CMディレクターだった大林宣彦の初の商業用映画監督作品で、従来の劇映画の文法を破ったオモチャ箱をひっくり返したような映像が画期的だった。アニメーションや合成、映像加工、現像処理、切り貼りのような編集ととにかく忙しく、半世紀近く経って観ると結構疲れる。
当時はCM的なポップで前衛的な映像と思ったが、見返すと意外とジョルジュ・メリエスの『月世界旅行』(1902)を髣髴させて、映画がまだ映像の魔術であった時代への原点回帰であることに気付かされる。
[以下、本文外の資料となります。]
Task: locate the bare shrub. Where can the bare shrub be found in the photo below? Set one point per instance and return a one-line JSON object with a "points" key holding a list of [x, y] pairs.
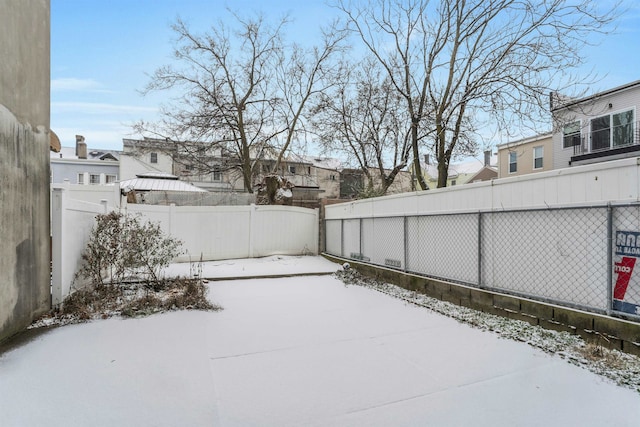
{"points": [[125, 247]]}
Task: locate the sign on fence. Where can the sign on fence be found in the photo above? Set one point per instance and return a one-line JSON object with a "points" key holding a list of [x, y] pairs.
{"points": [[626, 291]]}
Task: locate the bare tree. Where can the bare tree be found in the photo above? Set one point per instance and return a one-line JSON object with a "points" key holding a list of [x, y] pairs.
{"points": [[231, 103], [455, 61], [362, 118]]}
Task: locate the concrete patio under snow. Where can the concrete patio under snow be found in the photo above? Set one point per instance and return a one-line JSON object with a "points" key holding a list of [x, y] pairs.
{"points": [[298, 351]]}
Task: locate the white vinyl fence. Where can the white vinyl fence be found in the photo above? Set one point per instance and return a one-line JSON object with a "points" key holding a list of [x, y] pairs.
{"points": [[210, 232]]}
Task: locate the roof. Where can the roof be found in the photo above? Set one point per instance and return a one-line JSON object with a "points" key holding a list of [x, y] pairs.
{"points": [[571, 102], [54, 142], [154, 184], [526, 140], [92, 154], [469, 167]]}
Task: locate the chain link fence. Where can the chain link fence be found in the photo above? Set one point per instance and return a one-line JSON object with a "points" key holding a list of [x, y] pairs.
{"points": [[581, 257]]}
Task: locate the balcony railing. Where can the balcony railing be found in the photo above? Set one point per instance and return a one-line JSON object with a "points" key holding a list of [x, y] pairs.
{"points": [[610, 141]]}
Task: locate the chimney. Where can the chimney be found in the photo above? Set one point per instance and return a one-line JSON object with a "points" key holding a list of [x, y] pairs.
{"points": [[81, 147]]}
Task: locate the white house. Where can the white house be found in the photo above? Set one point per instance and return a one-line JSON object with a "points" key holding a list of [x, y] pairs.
{"points": [[80, 165], [596, 128]]}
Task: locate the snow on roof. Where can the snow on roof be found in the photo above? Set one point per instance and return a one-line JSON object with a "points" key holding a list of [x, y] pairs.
{"points": [[157, 175], [154, 184], [468, 167], [321, 162], [92, 154]]}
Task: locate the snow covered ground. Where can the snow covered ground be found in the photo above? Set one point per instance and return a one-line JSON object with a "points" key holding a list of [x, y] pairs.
{"points": [[298, 351]]}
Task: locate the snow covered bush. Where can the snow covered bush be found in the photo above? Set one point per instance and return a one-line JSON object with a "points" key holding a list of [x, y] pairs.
{"points": [[125, 247]]}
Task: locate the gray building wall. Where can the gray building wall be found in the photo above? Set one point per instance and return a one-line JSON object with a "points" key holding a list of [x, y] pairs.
{"points": [[24, 162]]}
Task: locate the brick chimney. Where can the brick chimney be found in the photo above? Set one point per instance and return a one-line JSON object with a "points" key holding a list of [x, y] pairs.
{"points": [[487, 158], [81, 147]]}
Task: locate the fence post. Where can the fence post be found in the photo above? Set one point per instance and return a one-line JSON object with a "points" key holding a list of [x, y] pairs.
{"points": [[252, 214], [479, 249], [405, 225], [58, 208], [360, 238], [342, 237], [316, 231], [609, 259], [172, 215]]}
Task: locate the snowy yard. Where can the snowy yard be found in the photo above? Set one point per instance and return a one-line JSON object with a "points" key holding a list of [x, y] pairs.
{"points": [[298, 351]]}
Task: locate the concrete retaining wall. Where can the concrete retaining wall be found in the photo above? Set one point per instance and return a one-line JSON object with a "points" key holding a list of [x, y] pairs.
{"points": [[607, 331], [24, 163]]}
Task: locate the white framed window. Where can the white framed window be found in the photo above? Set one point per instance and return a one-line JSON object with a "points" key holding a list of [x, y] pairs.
{"points": [[613, 130], [538, 155], [571, 135], [513, 162], [217, 173]]}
本作にはそうした映像の非日常性、不可思議といったものが横溢していて、それはホラー映画という非日常性、不可思議と重なり合うことによって表現される。
物語は夏休みに女子高生オシャレ(池上季実子)がクラスメート6人を誘って山奥に住む叔母(南田洋子)の家に遊びに行くというもので、実は叔母は亡くなっていて家と一体化していたというもの。叔母が若さを取り戻すために7人の女の子たちを食べてしまう過程がコミカルに描かれる。
いわば食人化け物屋敷だが、叔母が化け物になったのには理由があって、戦争に奪われた恋人を待ち続けていたことで精霊化したというもの。いわば猫又なのだが、恋人への一途な思い、すなわち愛は不滅なものとして時を超えて生き続けるという、晩年の大林作品にも共通するテーマが顔を出している。
クラスメートに大場久美子、松原愛、神保美喜といった当時のアイドルたちが起用され、笹沢左保、尾崎紀世彦、小林亜星、三浦友和、檀ふみ、鰐淵晴子、石上三登志、ゴダイゴといった賑やかな顔ぶれで、如何にもなCM的キャスティングがポップだが、反面の軽さは否めない。